"'So men love women even when they are made out of stone'" p. 83
I had some things I needed to do for another class I'm in, so I was about 20 minutes late for class yesterday. Not proud of it, but things had to get done. I came into class about where we were talking about Plato, and in illo tempare- in the beginning. The discussion then went to Plato's idea of anamnesis which is inate knowledge. The theory essentially states that we are born knowing everything we need to know, and that we have simply forgotten it. Making the teacher's duty to remind students of how things work. We briefly touched on the idea of nurture- babies are blank slates whose lives are influenced by everything around them. Most psychologist believe in a mixture of nature (anamnesis) and nurture. That is why we don't know exactly the same amount of knowledge. Our environment (nurture aspect) will influence what innate knowledge that you can retrieve. Or at least that's how I understand things to work currently in the world of child psychology. We told the tale of the myth of the cave, which is attributed to Plato. People are chained in a cave so that they can't turn around, and then see shadows before them. It's people behind them that they can't see, and one person figures it out, but gets killed by the other people for stating this theory. The suggestion that the world isn't real, is a big philosophical point for Plato. However, this story also shows humanity's xenophobia. We fear that which is new, that which is different. These people kill someone, simply because they can't make the same leap in logic as the other person. There was mention of an idea stating that our immortal souls flew with wings that became too heavy and we fell into the human condition. When things like love find us, we start to grow our wings back, and that is why our shoulders itch when we see someone we like. We repeatedly mentioned a tribe somewhere (I think initially this story was told before I got there), and how they urinate. The men urinate in the same fashion that their mythology dictates their gods urniated after creating the world. We spoke of the
Babylonian creation story, where Marduk killed his grandmother, Tiamot, and cuts her in half, taking one half to make the dome of the sky, and the other to make the bowl of the earth. We spoke about what will be on the test, next Thursday. We need to know Homer, Hesiod, Homeric Hymns, and classic dramatists. The classical dramatists being: Euripides, Aeschyles, and Sophocles. These three were under mandate from the government to write dramas about mythology. At the centers of these dramas was sparagmos, which means tragedy. Tragedy started with the mutilation of a goat, and they weren't allowed to talk about current (for them) events. We nearly told the whole story of the play Oedipus Rex. I don't know if we'll get the chance to finish it because we are doing our creation story readings on Tuesday, and then the test on Thursday. We also took apart the word "apocalypse" and explained that it's meaning truly is "to take off the veil", and see the world as it really is.

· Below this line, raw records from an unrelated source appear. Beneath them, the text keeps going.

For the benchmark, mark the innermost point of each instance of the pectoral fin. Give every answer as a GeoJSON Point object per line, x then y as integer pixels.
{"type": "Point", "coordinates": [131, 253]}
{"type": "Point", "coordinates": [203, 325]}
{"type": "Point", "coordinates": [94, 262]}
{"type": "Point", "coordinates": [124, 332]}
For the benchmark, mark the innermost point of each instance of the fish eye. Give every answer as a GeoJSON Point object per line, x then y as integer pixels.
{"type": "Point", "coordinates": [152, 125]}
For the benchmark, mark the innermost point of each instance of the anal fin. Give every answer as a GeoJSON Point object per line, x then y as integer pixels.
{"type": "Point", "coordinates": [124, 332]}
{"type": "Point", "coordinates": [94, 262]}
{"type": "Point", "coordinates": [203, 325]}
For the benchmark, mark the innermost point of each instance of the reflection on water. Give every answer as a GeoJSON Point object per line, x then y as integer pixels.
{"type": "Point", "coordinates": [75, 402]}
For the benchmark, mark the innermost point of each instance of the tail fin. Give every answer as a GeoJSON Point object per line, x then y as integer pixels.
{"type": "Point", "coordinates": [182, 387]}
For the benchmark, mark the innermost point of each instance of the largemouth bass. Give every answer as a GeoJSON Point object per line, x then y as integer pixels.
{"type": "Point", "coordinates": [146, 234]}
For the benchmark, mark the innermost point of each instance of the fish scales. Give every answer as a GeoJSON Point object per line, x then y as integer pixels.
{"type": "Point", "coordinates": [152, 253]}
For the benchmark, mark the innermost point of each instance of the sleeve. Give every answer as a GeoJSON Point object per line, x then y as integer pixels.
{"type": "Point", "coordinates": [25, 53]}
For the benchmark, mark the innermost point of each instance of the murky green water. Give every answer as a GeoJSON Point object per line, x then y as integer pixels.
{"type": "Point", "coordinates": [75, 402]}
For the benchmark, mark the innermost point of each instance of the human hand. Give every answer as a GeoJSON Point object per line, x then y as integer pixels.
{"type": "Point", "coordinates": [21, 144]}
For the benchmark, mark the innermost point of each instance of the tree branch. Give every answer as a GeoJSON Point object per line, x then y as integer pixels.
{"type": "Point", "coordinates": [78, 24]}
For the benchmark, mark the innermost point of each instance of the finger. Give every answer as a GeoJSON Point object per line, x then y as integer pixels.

That took longer than I had expected. We also talked about quite a bit of stuff, I took quite a few notes for having come in about 20 minutes late. I had basically just read the quote abouve before putting it on here. It would appear to be a parable about friends arguing over sexual desires. For as I thought, there is much unnecessary sex in there, but not as explicit as I feared at the beginning of the book. Calasso is really too confusing to have much explicit stuff in there. There are major hints to what I can only describe as homosexuality, or the ancient Greeks were all pedophiles. I only refer to those two things because there is much mentioning of adult men getting it on with young boys. This comment was made after a story was told to three men explaining a stain on a statue of Aphrodite. A young man had spent the night alone with that statue, and apparently had his way with it for he was madly in love with Aphrodite. He has never been seen again according to the story. So the one friend states the quote above, and the other states that the same stain proves his point about young boys being better for that activity. The second man points out that the stain is in the back of the statue, meaning some crazy young Greek man had anal sex with a statue. He stated that the statue was taken like a young boy, so it wasn't quite how I just put it. I thought it interesting that some people fail to see clues that are right in from of them. People do crazy things when they are in love, no matter how they are oriented sexually. Sometimes, it leads to anal sex with statues of Aphrodite, other times it leads to less publicly embarassing things, like writing love poetry.